The furrow between Beatrice’s eyebrows deepened, and Rosemary felt a familiar mix of concern that her daughter’s feelings had been hurt combined with irritation that Beatrice refused to treat her as an independent and competent adult who was permitted a life of her own.

They’d been down this road before, had versions of this same prickly conversation over the phone, and afterward Rosemary always felt guilty—certain she’d failed her daughter—at the same time she felt trapped and resentful.

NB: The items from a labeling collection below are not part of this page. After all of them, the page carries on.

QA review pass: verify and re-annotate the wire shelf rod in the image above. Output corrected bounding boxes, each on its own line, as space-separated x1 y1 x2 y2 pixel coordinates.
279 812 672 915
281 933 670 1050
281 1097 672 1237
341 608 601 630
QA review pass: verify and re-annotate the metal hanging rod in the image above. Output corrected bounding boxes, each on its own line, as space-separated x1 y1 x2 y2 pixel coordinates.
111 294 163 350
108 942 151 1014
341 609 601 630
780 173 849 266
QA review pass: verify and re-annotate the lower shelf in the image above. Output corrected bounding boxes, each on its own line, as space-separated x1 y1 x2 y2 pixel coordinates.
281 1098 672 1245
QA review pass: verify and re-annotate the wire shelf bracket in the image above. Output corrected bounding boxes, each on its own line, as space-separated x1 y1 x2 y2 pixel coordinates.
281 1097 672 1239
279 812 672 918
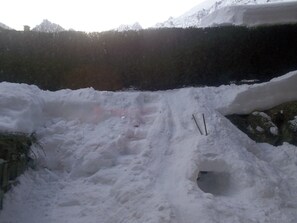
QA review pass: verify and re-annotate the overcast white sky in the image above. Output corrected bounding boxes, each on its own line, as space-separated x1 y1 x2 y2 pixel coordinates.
0 0 203 31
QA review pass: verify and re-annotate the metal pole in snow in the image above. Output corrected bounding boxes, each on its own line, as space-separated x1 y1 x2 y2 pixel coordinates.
192 114 203 135
202 113 207 135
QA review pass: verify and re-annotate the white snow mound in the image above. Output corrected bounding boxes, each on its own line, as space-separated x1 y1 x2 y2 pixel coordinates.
0 72 297 223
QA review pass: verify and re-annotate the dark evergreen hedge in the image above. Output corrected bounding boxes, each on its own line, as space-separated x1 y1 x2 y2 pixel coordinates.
0 24 297 90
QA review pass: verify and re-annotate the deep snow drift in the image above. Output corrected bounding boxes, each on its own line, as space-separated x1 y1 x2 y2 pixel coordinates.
0 72 297 223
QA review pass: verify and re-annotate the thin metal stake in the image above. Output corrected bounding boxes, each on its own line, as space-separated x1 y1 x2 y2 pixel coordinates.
202 113 208 135
192 114 203 135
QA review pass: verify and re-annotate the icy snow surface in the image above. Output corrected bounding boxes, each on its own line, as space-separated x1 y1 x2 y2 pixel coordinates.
0 72 297 223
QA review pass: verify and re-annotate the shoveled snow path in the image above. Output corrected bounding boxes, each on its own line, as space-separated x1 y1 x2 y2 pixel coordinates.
0 73 297 223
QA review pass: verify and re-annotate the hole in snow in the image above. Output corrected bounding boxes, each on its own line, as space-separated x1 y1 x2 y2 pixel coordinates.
197 171 230 196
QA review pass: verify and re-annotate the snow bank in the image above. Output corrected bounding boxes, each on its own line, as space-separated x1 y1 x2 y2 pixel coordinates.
0 83 43 133
220 71 297 114
0 73 297 223
200 2 297 27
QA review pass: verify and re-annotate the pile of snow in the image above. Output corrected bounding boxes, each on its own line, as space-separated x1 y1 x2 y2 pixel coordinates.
32 19 65 33
0 72 297 223
115 22 142 32
200 2 297 27
0 22 11 29
155 0 296 28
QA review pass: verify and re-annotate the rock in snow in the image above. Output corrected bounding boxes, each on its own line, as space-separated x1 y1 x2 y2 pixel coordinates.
0 72 297 223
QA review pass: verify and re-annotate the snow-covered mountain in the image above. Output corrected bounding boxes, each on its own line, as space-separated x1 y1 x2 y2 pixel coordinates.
32 19 65 33
155 0 294 28
200 1 297 27
115 22 142 32
0 22 11 29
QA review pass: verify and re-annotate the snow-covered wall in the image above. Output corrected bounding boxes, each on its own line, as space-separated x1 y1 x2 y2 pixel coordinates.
201 2 297 27
220 71 297 114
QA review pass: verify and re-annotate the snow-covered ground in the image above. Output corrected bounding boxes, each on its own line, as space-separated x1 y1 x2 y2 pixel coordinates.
0 72 297 223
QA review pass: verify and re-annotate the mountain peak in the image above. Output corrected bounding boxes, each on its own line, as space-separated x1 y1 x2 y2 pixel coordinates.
0 22 11 29
116 22 142 32
32 19 65 33
155 0 290 28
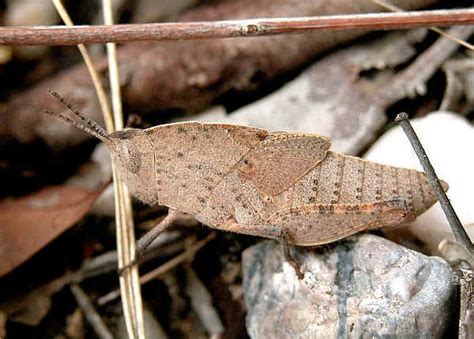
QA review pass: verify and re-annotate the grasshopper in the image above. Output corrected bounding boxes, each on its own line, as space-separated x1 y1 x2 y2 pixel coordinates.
47 93 448 246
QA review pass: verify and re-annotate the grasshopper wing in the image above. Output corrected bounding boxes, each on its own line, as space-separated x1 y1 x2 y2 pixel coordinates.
237 133 331 196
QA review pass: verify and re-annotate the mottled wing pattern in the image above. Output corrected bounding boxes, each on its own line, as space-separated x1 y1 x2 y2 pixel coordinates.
145 122 268 215
237 133 330 196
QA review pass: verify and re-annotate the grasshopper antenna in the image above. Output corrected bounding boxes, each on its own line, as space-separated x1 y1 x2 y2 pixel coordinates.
46 89 110 142
44 110 110 143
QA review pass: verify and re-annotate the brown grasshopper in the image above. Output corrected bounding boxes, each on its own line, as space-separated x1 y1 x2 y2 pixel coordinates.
48 93 448 246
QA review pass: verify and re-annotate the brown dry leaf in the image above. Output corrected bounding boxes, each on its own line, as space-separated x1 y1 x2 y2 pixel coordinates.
0 186 102 276
0 274 72 326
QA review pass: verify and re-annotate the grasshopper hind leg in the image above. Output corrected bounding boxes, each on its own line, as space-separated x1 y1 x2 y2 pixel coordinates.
269 199 413 246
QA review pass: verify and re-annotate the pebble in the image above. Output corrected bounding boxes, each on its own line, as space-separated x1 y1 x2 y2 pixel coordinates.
243 234 456 338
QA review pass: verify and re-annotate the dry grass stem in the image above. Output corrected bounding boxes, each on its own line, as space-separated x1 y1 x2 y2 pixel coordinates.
97 232 216 306
102 0 145 338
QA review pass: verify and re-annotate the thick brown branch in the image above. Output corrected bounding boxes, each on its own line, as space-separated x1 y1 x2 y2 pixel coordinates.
0 9 474 45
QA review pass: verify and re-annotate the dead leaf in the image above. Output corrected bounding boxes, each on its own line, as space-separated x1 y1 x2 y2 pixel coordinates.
0 186 102 276
0 274 72 326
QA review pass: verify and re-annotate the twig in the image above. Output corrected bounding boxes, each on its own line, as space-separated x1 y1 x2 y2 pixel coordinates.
97 233 216 306
71 284 113 339
102 0 145 338
372 0 474 51
395 113 474 253
0 9 474 46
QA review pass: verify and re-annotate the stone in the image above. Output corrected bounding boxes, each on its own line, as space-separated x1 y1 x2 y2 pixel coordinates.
242 234 456 338
364 111 474 254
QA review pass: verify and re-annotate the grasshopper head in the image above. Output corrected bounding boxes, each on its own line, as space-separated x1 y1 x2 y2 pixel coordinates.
106 128 158 205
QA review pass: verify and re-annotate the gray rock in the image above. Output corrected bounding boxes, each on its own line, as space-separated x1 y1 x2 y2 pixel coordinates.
243 234 455 338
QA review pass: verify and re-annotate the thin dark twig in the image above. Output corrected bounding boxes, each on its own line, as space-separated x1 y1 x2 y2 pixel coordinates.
395 113 474 253
71 284 113 339
0 9 474 46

This time, though, she remembered Kal telling her that you hurt children by hurting them. Not by caring for them, loving them, and living your life.

It helped.

“Kal is a man I was climbing with who helped me in the avalanche.” Rosemary watched the faint lines bracketing her daughter’s mouth deepen. “And his mother, Yangchen Beckett, has come along. She’s very interesting—she’s summited Everest more than any other woman alive.”

“And, what, they wanted to see the sights of Wisconsin? Why didn’t you just fly instead of dragging along a support crew?”

“It’s a long story.”

Beatrice managed to look past Rosemary’s shoulder at the film crew and somehow, simultaneously, to roll her eyes. “I’ll bet. How long are you staying?”

“Only a few hours, I’m afraid. I have to get to Milwaukee—”

“No, it’s fine,” she interrupted. “I’m busy, you’re busy. I get it.” She spoke quickly, her bloodless cheeks and brusqueness clearly indicating that she’d passed from feeling hurt to feeling slighted. “I have to get this shot while the light’s good, but we can grab a bite to eat or something when I’m done here. If you’re not already gone.”

“I’d like that.”

Rosemary wanted time with her daughter. She wanted a chance to fix the distance between them. She felt compressed by forces beyond her control, though of course she was the one who’d made the plane ticket, she’d decided on this quick trip to Wisconsin, she’d planned the climbing excursion and wrestled the book deal out of her publisher.

Everything that was happening to her was something she’d made happen. Only the avalanche had been beyond her control. The avalanche, and Kal.

“Find somewhere to sit, or you can walk around town, give yourself a tour.” Beatrice was already walking toward her crew. “Hey, Wash?”